Ей всегда казалось это название каким-то странным. Последние тёплые деньки осени сравнивали с последними годами женской красоты, словно у этой красоты есть какой-то неотвратимо печальный конец. Как будто никто не наслаждается осенью и не любит зиму, а женщина после определённой возрастной отметки резко превращается в морщинистое кривозубое чудище, которым можно пугать непослушных детей. Впрочем, именно последние деньки бабьего лета ближе к середине октября, когда погода медленно меняется, напоминали ей о неотвратимости перемен и бесповоротности времени.
Всё же, в её положении так просто об этом забыть. Она очень быстро отдалялась от своей прошлой жизни. Может быть дело в том, какой была эта прошлая жизнь, а может быть в том, что в её крови теперь течёт особый вид яда. Он пожирал Её разум с удивительной скоростью, но при этом давал много интересных возможностей. Может именно поэтому это «бабье лето» она всё же заметила. Ощутила. Словно увидела то, насколько сильно она связана с матерью-природой, и как вслед за медленно теряющем листья старым дубом в парке она капля за каплей теряет себя.
Но она не боялась. Потому что понимала, что бабье лето – это не начало конца. Это знак перемен. Впереди её ждёт что-то другое, совершенно новое. Шкура другого цвета, может быть даже удастся урвать у Судьбы пару крыльев – но на такую щедрость рассчитывать вряд ли стоит. Впрочем, загадывать наперёд тоже.
Возможно, перемены её сломают. Может ей не удастся пережить суровой зимы рассудка, и она действительно станет морщинистым кривозубым чудовищем, которым в будущем будут пугать непослушных людей. Сейчас ей бы этого не хотелось, но, если такое случится, едва ли она будет осознавать себя достаточно, чтобы горевать о случившемся, а значит – оба сценария выигрышны.
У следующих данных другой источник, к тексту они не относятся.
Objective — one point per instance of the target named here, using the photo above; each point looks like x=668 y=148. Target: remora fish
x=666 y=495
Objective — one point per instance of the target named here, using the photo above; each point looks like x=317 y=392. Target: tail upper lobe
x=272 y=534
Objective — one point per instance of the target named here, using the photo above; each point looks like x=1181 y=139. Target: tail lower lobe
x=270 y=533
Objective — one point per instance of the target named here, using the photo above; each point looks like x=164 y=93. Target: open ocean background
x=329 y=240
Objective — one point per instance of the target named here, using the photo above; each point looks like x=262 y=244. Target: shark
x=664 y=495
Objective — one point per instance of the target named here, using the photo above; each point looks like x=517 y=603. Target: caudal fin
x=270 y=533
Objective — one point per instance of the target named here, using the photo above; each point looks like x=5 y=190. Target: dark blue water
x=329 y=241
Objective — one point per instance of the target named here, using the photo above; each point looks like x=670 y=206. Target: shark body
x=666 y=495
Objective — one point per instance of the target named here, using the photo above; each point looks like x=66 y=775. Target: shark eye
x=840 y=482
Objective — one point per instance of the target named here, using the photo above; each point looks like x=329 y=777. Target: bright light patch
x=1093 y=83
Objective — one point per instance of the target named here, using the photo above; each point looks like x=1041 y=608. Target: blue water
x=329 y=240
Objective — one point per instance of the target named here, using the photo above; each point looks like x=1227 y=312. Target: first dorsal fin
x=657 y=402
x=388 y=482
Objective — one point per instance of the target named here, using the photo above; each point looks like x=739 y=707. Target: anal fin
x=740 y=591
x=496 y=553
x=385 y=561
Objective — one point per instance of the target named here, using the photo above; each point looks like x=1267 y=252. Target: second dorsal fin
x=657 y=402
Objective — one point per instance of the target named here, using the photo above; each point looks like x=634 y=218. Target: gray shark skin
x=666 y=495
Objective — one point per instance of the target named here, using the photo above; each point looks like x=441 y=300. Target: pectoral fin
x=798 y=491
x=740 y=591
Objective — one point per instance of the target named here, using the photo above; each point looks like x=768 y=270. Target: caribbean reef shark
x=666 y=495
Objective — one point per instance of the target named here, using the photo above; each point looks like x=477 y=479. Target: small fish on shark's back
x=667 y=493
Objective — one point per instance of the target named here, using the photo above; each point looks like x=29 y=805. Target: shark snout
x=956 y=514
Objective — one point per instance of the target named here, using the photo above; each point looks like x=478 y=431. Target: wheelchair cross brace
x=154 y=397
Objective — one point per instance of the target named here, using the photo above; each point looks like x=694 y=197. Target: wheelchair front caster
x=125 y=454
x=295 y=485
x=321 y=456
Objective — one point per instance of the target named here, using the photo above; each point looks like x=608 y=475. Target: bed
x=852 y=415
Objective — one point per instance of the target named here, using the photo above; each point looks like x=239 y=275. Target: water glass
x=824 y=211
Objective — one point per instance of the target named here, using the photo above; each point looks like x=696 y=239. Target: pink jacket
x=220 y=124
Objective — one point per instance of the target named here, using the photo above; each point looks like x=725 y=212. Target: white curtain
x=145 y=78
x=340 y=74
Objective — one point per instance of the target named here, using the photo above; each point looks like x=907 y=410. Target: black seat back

А пока у неё нет ни крыльев, ни морщин и кривых зубов, можно было просто остановиться. Вдохнуть поглубже – пусть кислород Ей уже был не нужен – позволить холодеющему воздуху проникнуть в мёртвые лёгкие и прислушаться. В шуме людного мегаполиса засыпали насекомые, вяла трава и тяжелели тучи. Она слышала сердцебиение этого мира, и оно постепенно становилось всё медленнее.
А ещё Она слышала, как тикают где-то вдали часы. Где бы она ни находилась, Она повсюду могла их услышать, если слушала достаточно внимательно, но никогда не могла приблизиться. Впрочем, и не пыталась.
Она просто знала, что когда-нибудь это тиканье прекратиться, потому что с каждым новым «тик-так» в великом Ничто растворялась ещё частичка её души. Когда-нибудь тьма поглотит её, и наступит зима. Отогреет ли её когда-нибудь весеннее солнце Она, впрочем, не знала. Но ей и не положено. Что она, мойра что ли? Так, просто гадалка с уставшим, грустным взглядом.
Поэтому покуда её бабье лето ещё не минуло, она будет наслаждаться последним теплом, что ей доступно.